La
constitución es
la norma suprema de un Estado de derecho soberano, es decir, la
organización establecida o aceptada para regirlo. La constitución
fija los límites y define las relaciones entre los poderes del
Estado (poderes que, en los países occidentales modernos, se definen
como poder
legislativo, ejecutivo y judicial) y de estos con sus ciudadanos,
estableciendo así las bases para su gobierno y para la organización
de las instituciones en que tales poderes se asientan.
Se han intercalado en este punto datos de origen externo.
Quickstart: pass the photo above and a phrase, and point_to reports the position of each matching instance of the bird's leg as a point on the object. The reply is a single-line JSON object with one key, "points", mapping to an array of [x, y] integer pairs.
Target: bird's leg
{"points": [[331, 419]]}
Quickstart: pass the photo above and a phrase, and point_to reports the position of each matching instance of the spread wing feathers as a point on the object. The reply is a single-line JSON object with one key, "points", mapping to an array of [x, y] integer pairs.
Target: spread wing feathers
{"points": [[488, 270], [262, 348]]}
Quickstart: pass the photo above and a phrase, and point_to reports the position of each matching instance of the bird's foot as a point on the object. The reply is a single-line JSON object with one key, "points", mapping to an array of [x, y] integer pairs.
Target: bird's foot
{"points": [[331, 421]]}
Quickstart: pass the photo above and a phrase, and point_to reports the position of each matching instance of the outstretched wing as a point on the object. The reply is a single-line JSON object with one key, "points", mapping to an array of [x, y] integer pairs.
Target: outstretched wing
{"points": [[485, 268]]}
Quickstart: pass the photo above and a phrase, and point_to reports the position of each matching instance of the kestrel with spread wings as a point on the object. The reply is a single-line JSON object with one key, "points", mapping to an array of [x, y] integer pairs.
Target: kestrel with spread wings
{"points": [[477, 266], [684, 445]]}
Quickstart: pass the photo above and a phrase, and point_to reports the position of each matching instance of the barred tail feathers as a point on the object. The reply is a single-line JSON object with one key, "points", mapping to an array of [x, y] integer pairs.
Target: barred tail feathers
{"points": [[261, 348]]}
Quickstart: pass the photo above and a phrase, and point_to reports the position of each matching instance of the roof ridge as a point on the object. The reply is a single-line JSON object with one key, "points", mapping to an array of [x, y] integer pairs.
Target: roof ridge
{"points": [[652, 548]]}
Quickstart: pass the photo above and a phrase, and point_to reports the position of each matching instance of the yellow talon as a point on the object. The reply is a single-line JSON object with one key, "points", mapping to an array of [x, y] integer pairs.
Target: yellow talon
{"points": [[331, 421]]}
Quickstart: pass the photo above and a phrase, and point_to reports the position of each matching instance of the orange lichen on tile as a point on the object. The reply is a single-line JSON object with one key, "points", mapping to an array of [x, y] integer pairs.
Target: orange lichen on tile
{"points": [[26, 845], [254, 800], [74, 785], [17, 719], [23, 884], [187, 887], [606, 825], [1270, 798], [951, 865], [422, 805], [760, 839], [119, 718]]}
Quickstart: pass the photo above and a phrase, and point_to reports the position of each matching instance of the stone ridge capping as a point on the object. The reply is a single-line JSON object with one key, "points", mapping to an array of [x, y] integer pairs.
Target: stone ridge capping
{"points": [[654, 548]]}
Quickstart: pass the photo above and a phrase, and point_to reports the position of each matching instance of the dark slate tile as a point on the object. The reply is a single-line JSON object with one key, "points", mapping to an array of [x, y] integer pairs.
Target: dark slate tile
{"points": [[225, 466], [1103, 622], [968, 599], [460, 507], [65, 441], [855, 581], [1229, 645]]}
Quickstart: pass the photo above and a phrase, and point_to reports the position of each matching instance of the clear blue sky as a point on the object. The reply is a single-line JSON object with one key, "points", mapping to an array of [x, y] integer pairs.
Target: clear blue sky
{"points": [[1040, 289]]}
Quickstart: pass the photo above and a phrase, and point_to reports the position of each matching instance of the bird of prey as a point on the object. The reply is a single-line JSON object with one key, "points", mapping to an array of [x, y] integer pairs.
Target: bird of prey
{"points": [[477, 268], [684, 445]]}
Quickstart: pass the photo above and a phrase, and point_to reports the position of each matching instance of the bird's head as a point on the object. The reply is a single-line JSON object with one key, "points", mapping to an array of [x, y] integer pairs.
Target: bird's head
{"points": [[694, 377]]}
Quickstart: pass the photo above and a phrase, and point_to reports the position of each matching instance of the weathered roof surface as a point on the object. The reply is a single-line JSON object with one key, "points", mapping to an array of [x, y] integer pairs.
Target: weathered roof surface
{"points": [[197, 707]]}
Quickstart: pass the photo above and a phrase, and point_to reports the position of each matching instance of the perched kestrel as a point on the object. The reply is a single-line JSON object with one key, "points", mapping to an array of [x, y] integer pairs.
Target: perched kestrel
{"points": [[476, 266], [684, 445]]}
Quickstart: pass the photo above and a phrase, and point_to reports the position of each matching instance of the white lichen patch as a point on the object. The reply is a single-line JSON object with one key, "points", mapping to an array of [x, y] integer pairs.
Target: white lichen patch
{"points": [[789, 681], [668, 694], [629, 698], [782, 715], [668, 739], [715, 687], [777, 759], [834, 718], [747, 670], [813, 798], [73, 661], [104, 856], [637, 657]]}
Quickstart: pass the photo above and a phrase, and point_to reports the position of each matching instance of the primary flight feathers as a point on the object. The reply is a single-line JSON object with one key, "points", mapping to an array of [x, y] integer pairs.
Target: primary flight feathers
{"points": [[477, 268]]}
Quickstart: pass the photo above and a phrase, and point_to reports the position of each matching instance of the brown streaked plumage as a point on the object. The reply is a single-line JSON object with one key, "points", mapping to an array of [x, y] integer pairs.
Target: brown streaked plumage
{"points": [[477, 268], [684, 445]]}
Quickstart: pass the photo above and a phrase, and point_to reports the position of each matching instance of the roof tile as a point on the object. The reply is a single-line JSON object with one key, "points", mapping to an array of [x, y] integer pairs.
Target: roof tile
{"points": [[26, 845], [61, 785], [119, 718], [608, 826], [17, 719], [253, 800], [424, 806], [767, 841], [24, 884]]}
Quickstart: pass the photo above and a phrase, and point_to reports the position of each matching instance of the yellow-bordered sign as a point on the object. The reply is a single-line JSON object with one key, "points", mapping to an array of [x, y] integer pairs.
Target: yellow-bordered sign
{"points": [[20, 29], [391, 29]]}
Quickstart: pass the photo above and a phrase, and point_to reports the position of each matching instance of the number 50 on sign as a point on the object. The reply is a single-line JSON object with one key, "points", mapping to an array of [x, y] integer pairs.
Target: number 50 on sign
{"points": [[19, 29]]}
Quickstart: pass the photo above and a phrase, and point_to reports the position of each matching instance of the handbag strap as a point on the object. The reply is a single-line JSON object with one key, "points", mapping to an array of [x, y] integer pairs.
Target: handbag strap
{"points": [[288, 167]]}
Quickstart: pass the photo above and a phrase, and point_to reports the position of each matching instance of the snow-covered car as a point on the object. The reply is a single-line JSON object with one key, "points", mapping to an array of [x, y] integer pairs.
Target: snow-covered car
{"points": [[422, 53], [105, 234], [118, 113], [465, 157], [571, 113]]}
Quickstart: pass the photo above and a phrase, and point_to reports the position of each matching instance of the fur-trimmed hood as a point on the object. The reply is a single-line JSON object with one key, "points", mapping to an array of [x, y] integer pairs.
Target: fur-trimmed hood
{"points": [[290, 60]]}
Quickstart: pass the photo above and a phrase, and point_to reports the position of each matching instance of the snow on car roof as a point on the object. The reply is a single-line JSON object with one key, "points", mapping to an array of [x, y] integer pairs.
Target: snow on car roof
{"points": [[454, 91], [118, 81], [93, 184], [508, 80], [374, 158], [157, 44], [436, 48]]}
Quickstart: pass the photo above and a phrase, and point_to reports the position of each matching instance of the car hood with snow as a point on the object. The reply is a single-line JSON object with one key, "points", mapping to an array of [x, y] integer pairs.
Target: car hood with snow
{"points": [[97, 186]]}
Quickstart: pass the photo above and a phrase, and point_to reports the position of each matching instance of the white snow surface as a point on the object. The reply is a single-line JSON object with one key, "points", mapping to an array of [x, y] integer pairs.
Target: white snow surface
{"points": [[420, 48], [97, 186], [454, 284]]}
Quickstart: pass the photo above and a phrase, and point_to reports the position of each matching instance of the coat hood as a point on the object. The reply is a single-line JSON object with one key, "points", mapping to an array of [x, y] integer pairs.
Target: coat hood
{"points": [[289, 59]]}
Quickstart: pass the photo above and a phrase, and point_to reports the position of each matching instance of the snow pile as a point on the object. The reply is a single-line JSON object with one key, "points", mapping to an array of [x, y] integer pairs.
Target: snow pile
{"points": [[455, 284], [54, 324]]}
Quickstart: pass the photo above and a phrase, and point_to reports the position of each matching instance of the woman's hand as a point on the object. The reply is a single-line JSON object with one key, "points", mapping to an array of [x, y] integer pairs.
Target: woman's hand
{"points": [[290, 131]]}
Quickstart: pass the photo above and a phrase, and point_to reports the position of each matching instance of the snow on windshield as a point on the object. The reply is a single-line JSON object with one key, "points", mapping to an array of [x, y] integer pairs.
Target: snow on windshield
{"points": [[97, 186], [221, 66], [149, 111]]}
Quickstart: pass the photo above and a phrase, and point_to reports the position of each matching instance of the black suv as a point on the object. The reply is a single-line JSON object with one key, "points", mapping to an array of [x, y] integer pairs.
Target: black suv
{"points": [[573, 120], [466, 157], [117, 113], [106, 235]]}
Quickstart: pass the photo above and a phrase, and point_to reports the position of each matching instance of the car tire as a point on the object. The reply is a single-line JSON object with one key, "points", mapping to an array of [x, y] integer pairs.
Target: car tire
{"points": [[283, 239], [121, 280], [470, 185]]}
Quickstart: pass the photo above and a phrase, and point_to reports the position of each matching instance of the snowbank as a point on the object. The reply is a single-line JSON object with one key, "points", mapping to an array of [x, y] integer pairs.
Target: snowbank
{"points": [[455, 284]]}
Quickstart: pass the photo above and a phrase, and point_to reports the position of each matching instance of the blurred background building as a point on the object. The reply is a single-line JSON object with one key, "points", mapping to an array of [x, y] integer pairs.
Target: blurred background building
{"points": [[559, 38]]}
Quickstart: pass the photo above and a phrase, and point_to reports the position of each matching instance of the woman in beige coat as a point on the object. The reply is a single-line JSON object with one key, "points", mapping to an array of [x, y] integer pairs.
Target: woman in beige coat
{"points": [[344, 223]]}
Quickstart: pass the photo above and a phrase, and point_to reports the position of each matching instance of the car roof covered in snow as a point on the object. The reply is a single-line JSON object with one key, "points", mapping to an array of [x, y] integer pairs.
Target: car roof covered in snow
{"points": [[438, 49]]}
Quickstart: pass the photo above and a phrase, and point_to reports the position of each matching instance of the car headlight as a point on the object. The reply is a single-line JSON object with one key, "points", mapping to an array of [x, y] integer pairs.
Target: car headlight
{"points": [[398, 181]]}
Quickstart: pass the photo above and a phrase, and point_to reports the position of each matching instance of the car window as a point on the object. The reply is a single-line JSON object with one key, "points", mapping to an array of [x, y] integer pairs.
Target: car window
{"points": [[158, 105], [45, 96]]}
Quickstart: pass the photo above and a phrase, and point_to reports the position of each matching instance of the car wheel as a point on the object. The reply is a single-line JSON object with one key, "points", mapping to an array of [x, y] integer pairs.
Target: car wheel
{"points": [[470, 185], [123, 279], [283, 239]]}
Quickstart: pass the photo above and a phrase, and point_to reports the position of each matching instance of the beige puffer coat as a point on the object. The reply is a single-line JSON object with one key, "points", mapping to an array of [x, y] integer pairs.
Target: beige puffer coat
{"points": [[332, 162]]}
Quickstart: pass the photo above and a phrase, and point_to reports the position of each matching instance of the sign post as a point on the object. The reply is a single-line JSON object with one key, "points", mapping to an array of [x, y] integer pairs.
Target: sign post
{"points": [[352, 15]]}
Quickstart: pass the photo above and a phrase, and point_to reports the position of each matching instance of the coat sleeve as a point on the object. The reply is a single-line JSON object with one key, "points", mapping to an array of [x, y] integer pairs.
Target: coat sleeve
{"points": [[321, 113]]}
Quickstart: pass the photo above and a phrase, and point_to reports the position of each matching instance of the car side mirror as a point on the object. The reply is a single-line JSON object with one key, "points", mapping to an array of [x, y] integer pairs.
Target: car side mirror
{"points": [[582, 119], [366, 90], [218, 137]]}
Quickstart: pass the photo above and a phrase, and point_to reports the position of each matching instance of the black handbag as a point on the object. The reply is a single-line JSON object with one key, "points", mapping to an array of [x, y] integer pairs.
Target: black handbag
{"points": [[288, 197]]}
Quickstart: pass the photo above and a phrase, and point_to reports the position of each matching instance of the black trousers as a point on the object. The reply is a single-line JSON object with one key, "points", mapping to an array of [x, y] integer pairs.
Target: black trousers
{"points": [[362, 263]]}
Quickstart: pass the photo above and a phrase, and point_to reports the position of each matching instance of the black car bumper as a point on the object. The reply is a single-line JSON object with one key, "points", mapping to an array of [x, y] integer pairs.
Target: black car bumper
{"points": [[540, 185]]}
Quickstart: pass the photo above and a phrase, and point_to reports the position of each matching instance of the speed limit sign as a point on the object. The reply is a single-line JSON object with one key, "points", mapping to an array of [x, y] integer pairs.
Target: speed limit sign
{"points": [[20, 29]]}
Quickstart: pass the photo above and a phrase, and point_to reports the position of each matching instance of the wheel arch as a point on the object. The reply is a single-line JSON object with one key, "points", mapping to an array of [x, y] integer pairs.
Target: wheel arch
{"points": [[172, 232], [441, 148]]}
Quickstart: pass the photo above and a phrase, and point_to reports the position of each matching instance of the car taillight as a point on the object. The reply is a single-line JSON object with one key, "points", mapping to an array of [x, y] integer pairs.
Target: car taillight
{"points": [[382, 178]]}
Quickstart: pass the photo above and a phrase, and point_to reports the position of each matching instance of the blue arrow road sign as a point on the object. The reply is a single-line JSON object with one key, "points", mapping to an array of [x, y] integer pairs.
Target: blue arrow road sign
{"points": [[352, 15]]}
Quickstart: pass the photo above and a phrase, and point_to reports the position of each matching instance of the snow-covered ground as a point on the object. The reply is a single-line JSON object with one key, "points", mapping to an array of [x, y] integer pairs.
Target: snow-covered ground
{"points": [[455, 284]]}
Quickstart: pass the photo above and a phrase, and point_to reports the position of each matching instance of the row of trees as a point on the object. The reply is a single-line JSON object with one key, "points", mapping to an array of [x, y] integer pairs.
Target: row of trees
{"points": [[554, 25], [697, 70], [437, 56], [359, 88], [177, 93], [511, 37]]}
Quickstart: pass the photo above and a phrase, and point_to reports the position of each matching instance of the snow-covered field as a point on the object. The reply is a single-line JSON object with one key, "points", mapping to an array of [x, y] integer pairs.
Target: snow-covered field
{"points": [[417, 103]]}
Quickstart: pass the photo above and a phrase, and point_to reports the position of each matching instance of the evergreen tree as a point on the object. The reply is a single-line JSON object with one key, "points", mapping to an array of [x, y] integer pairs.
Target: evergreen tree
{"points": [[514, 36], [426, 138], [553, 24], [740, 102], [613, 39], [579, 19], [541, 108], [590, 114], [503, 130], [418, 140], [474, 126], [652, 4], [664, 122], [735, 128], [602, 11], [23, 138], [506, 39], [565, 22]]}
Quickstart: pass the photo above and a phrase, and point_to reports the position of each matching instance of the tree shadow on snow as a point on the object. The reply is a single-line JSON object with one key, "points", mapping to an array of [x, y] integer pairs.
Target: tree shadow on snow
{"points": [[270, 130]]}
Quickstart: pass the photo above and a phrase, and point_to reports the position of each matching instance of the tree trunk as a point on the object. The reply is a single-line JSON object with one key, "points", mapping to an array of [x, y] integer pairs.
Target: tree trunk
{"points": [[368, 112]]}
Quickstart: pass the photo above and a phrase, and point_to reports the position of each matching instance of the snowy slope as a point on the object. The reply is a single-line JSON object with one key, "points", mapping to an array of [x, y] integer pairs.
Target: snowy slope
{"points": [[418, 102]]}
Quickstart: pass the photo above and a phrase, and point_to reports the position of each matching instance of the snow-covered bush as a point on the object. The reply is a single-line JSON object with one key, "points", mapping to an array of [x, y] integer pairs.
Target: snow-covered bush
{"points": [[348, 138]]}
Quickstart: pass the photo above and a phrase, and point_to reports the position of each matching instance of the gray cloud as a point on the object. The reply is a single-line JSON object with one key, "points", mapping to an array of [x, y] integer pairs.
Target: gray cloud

Este documento
busca garantizar al pueblo sus derechos y libertades.
Según su
origen las
constituciones se diferencian también en función de su origen
político; pueden ser creadas por contrato entre varias partes, por
imposición de un grupo a otro, por decisión soberana, etc.
Hay
tres tipos de constituciones que son:
- Las constituciones otorgadas se dice que corresponden tradicionalmente a un Estado monárquico, donde el propio soberano es quien precisamente las otorga; es decir, son aquellas en las cuales el monarca, en su carácter de titular de la soberanía, las otorga al pueblo
- Las constituciones impuestas que son impuestas por el Parlamento al monarca, refiriéndose al Parlamento en sentido amplio, con lo que se alude a la representación de las fuerzas políticas de la sociedad de un Estado, de los grupos reales de poder en un Estado que se configuran en un órgano denominado Parlamento.
- Las constituciones pactadas son las primeras ideas que se tienen en el consenso y que nadie las otorga en forma unilateral, ni tampoco las impone debido a que si son impuestas y no se pactan carecerían de un marco de legitimidad.